The Korea Fair Trade Commission (FTC) on the day dismissed applications to open consent decision procedures related to cases alleging abuse of market-dominant position by Baemin operator Woowa Brothers and by Coupang, which operates Coupang Eats. The corrective measures Baemin submitted to the FTC included a three-year, 300 billion won co-prosperity support plan—such as lowering fees for restaurant partners using store delivery—and scrapping most-favored-nation demands and banning similar conditions. Coupang also said it would inject 60 billion won over four years in financial support for partner stores affected by the operation of Wow Stores, including creating a co-prosperity cooperation fund. It also proposed corrective measures such as deleting indications of most-favored-nation demands and halting policies linking the Wow Store program with free delivery benefits.
With the FTC's dismissal of the consent decision, the delivery app case is set to move to a full review on the merits. The penalty surcharge being discussed is in the range of 239 billion to 510 billion won for Baemin and 25 billion to 42 billion won for Coupang Eats. Jeong Hee-eun, director general of the Market Surveillance Bureau at the Korea Fair Trade Commission (FTC), said, "The consent decision procedure has concluded and the case will move to a review on the merits," adding, "The Secretariat for Adjudication Management is trying to set the review schedule as quickly as possible, and we believe a conclusion will come within the year."

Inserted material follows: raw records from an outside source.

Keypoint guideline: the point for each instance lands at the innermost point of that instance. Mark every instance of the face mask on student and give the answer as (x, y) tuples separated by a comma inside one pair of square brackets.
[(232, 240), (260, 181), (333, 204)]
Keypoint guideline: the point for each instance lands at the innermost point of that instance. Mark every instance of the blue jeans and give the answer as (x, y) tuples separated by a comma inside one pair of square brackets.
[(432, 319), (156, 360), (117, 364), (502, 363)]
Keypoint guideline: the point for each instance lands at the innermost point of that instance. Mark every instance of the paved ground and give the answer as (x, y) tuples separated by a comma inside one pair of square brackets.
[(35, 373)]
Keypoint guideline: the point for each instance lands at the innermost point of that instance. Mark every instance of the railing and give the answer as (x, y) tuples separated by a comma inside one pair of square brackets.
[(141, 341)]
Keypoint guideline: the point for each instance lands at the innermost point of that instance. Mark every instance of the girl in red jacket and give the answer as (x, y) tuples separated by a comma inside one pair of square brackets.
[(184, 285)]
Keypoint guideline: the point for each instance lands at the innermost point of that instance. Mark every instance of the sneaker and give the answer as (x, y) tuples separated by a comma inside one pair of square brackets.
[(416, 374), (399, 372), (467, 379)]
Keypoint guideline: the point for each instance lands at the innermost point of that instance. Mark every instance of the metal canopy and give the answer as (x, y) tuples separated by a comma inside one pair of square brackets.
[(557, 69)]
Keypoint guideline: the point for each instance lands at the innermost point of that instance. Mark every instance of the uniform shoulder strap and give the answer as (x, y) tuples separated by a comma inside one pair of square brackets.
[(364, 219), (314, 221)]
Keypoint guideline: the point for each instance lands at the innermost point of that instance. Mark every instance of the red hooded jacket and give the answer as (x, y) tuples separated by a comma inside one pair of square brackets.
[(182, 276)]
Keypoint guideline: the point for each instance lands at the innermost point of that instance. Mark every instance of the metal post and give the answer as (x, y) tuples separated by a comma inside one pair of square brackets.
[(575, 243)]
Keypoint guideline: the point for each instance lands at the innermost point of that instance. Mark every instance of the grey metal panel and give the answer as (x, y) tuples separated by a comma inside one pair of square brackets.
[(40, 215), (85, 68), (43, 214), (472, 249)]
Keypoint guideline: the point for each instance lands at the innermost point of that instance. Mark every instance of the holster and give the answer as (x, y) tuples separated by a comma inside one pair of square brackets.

A Woowa Brothers official said, "We are disappointed that our application for a consent decision—which could quickly restore competitive order in the market and directly support small businesses—fell through," adding, "We will continue to make co-prosperity and shared growth our top management priority." A Coupang Eats official said, "We submitted a consent decision plan that actively considered co-prosperity with partner stores," adding, "We plan to fully explain the company's position through the upcoming review procedures."